Wouldn’t it be wonderful if old buildings could talk and tell us everything their windows have seen and their rooms have experienced? This is certainly the case with Lindau’s Old Town Hall on Maximilianstrasse. Grand, proud and colourful – the building stands in the heart of the island, its huge wooden staircase turned towards Bismarckplatz, as though it is inviting you to come and discover this piece of Lindau history.
Old Town Hall: Colorful building in Lindau
Work on the Town Hall began in 1422, and it took 14 years to complete this impressive Gothic building. Just a few years’ later, the building was the location for the first of many historic moments when Maximilian I convened the Reichstag in its wood-panelled council chamber in 1496.
In July 1655 the first Lindau Children’s Festival was held at the Town Hall. This laid the foundations for a wonderful tradition that still continues today. Girls and boys from all over the town dress up and parade to the Old Town Hall with flags and music to celebrate the town of Lindau. The children are given Butschellen (traditional sweet buns) and vouchers to spend at the funfair – and every year it seems like the historic Town Hall is smiling down on the boys and girls.

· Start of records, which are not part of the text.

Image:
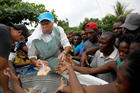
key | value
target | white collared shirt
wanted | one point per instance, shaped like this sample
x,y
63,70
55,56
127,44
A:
x,y
33,52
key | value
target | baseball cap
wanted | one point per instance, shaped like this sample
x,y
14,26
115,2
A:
x,y
46,16
132,21
91,25
20,27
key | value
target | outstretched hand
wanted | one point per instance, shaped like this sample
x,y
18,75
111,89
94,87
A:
x,y
15,79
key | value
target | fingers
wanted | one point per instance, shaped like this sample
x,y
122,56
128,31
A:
x,y
6,73
87,62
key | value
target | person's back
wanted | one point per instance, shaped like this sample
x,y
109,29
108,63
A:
x,y
106,53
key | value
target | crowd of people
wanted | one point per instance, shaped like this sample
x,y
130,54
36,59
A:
x,y
110,56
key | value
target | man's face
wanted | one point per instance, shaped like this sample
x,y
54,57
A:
x,y
117,29
16,34
84,35
76,40
92,34
104,43
46,26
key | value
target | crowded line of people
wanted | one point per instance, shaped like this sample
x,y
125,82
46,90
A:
x,y
111,56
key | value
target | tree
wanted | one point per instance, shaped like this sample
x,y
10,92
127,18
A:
x,y
108,22
121,10
16,11
64,25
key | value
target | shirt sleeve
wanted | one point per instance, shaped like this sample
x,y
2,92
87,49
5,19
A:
x,y
32,51
64,40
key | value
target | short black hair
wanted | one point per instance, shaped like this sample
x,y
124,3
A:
x,y
133,68
120,20
77,34
20,47
136,39
127,38
111,35
20,27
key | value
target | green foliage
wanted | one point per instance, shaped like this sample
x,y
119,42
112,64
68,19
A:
x,y
15,11
108,21
121,10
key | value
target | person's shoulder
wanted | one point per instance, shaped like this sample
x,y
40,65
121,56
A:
x,y
4,29
58,27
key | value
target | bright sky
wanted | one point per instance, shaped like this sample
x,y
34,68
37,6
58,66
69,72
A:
x,y
77,10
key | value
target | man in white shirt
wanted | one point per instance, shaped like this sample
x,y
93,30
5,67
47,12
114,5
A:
x,y
45,42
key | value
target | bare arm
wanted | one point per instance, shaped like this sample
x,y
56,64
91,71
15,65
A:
x,y
99,70
90,51
75,85
21,64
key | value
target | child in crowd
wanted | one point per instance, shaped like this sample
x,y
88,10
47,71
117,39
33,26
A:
x,y
21,59
124,44
126,81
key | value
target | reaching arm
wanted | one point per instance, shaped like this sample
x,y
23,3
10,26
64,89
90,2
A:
x,y
75,85
98,70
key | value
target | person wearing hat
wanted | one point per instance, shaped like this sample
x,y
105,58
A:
x,y
92,33
132,23
8,35
45,41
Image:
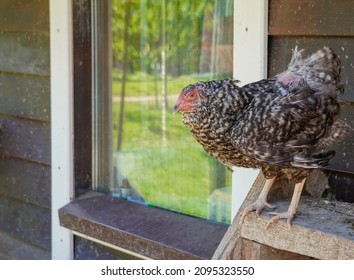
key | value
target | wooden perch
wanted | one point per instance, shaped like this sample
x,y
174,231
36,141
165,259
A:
x,y
323,230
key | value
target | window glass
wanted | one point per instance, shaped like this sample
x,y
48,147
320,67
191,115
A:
x,y
159,47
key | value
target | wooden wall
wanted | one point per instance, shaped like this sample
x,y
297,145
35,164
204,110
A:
x,y
312,24
25,224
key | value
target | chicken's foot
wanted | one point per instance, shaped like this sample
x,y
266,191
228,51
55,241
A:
x,y
293,207
261,201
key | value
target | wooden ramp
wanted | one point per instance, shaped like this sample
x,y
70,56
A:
x,y
324,230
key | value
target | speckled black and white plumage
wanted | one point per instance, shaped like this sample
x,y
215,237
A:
x,y
281,125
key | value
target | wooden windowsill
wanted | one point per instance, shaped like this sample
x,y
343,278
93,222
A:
x,y
151,232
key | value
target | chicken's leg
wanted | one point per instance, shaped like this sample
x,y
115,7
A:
x,y
261,201
292,210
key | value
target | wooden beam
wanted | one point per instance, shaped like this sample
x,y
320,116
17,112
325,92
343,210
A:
x,y
230,245
323,230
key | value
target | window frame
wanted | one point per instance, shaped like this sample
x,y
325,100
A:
x,y
71,87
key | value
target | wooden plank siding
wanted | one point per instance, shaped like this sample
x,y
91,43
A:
x,y
25,155
312,24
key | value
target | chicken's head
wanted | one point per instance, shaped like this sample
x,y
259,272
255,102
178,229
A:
x,y
187,99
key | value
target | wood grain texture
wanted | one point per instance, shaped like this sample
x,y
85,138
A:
x,y
15,249
29,15
322,231
252,250
24,52
26,222
25,96
25,181
26,139
231,244
280,52
88,250
311,18
148,231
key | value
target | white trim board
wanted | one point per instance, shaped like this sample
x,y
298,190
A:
x,y
61,122
250,65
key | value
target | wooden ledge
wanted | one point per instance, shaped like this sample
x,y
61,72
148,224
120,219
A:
x,y
324,230
147,231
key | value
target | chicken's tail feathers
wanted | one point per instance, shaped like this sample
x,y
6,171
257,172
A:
x,y
319,70
313,161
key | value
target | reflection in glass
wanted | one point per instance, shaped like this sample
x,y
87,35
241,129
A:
x,y
158,48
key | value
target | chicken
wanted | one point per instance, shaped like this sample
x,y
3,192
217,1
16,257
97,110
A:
x,y
282,125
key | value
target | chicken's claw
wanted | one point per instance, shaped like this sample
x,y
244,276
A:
x,y
288,215
257,206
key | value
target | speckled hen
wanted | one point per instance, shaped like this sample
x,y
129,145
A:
x,y
281,125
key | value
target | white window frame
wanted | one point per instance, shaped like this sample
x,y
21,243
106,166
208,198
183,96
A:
x,y
250,64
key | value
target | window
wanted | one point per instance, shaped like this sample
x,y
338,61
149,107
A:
x,y
159,47
78,167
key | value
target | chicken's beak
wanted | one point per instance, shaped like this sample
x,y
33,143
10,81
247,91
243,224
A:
x,y
178,106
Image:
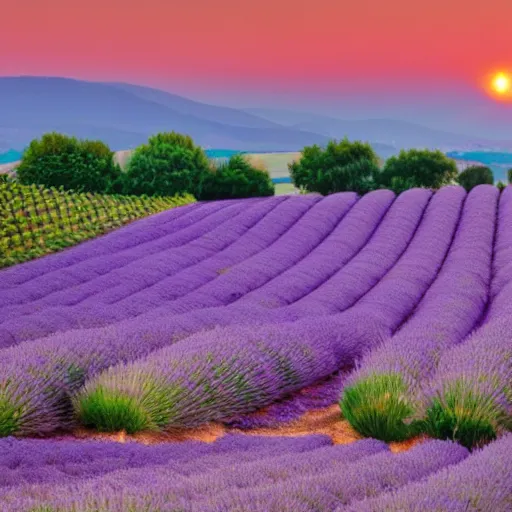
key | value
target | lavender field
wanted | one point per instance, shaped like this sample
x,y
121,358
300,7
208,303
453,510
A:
x,y
249,313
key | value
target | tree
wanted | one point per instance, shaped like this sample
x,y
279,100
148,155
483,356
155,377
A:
x,y
57,160
236,178
168,164
417,168
475,175
341,166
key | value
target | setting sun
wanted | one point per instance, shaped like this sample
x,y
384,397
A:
x,y
502,83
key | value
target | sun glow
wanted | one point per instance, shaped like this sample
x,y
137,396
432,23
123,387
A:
x,y
502,83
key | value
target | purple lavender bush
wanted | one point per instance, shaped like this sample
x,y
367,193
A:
x,y
314,480
381,398
480,483
59,461
470,397
221,373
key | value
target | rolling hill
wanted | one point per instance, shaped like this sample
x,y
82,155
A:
x,y
385,132
124,116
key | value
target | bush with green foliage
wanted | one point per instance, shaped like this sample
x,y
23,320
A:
x,y
417,168
475,175
236,179
168,164
341,166
378,407
57,160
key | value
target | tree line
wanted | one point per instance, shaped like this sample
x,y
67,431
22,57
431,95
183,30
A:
x,y
170,164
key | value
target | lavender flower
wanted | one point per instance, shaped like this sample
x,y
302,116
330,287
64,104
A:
x,y
380,398
481,483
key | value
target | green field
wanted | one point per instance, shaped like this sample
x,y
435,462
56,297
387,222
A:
x,y
35,220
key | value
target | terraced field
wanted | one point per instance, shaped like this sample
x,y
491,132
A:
x,y
248,313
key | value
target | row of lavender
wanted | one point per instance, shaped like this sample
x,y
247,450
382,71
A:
x,y
257,474
217,374
59,365
424,378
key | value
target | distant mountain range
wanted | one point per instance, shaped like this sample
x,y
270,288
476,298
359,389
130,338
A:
x,y
387,132
124,115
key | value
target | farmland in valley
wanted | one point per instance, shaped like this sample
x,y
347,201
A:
x,y
242,314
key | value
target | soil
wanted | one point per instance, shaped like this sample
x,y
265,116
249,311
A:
x,y
325,421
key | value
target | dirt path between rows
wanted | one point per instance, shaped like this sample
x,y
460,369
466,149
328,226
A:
x,y
321,421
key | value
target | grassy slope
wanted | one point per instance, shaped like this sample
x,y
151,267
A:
x,y
35,221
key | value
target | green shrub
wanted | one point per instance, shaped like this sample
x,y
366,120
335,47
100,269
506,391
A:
x,y
475,175
112,411
341,166
417,168
464,416
169,164
377,407
57,160
236,179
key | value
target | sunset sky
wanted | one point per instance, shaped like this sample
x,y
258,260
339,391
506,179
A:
x,y
237,48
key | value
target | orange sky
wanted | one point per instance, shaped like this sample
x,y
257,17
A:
x,y
257,42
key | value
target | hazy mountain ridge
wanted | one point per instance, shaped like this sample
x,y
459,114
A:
x,y
31,106
396,133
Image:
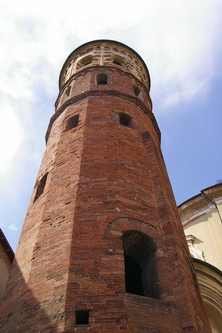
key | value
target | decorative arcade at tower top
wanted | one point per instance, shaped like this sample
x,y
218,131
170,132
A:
x,y
102,247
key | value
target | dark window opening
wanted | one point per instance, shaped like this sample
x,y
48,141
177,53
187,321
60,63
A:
x,y
85,61
72,122
82,317
40,187
102,78
140,265
67,92
136,90
118,60
133,276
125,120
138,93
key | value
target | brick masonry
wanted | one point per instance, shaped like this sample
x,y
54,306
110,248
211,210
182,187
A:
x,y
103,179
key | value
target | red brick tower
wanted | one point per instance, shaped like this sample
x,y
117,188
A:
x,y
102,247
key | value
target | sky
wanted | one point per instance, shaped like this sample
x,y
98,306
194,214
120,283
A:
x,y
181,44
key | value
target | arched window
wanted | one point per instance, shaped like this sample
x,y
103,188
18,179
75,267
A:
x,y
140,265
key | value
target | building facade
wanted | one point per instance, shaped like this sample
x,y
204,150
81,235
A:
x,y
201,219
102,247
6,259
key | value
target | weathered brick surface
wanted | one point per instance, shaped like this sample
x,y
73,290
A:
x,y
103,179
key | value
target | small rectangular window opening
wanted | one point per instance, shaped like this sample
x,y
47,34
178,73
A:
x,y
125,120
40,187
82,317
102,78
72,122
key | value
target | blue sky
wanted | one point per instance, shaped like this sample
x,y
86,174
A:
x,y
180,41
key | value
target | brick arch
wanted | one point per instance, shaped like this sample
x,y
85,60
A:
x,y
118,226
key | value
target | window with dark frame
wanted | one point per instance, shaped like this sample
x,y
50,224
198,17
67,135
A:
x,y
125,120
82,317
72,122
102,78
40,187
140,264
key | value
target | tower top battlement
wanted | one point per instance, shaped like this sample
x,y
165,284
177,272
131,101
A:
x,y
105,53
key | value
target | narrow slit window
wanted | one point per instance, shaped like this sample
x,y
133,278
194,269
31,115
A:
x,y
118,60
133,276
138,93
72,122
102,78
40,187
125,120
85,61
82,317
67,92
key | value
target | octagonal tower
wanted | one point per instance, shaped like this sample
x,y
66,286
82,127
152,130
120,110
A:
x,y
102,248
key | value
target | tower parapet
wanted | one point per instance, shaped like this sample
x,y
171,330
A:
x,y
105,53
102,247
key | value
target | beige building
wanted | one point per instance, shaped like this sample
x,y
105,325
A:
x,y
202,222
6,258
201,217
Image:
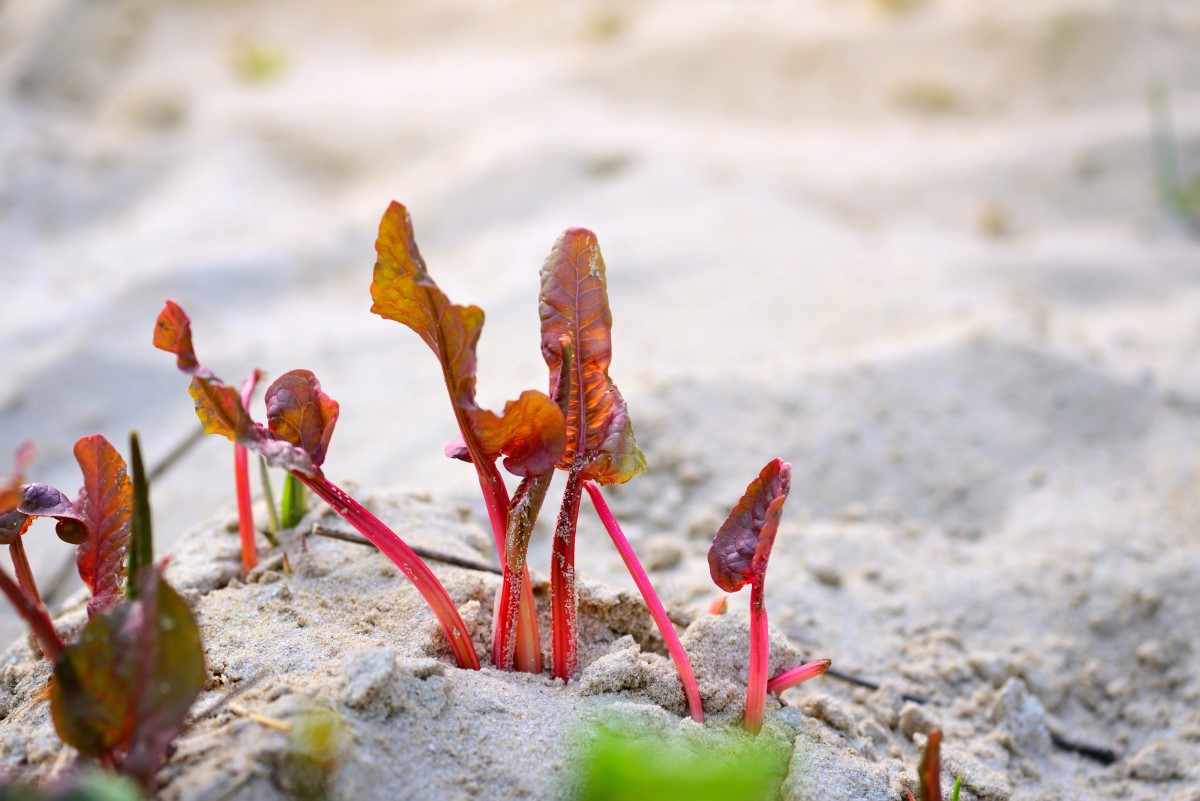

But it wasn’t quite so harmonious in 1930 when the building’s facade was to be renovated. For years there had been discussions about financing and how it should be decorated, but when artist Wilhelm Nida-Rümelin finally finished the work it provoked public outrage. Alongside his depictions of farmers, fishermen, a sea monster and the traditional linden trees, Nida-Rümelin had also painted a death dance, a battle between heaven and earth – symbolised by a skeleton and a young naked woman! The Bavarian People’s Party decided that such an erotic display was out of the question and demanded that it be removed immediately.
Library of the Former Imperial Free City in Lindau
Did this happen? Find out for yourself! And don’t forget to check out the back of the building. On the south side you will find more wall paintings and a historic sundial, along with the entrance to the Library of the Former Imperial Free City (Ehemals Reichsstädtischen Bibliothek, ERB). And in case you’re wondering about the oriel that juts out of the Old Town Hall, this is where the town’s rulers proclaimed their decisions and new laws to the citizens below. Inside the oriel there are pictures representing the Ten Commandments.
The Old Town Hall is used for meetings of the town council and committees and is still regularly used for receptions.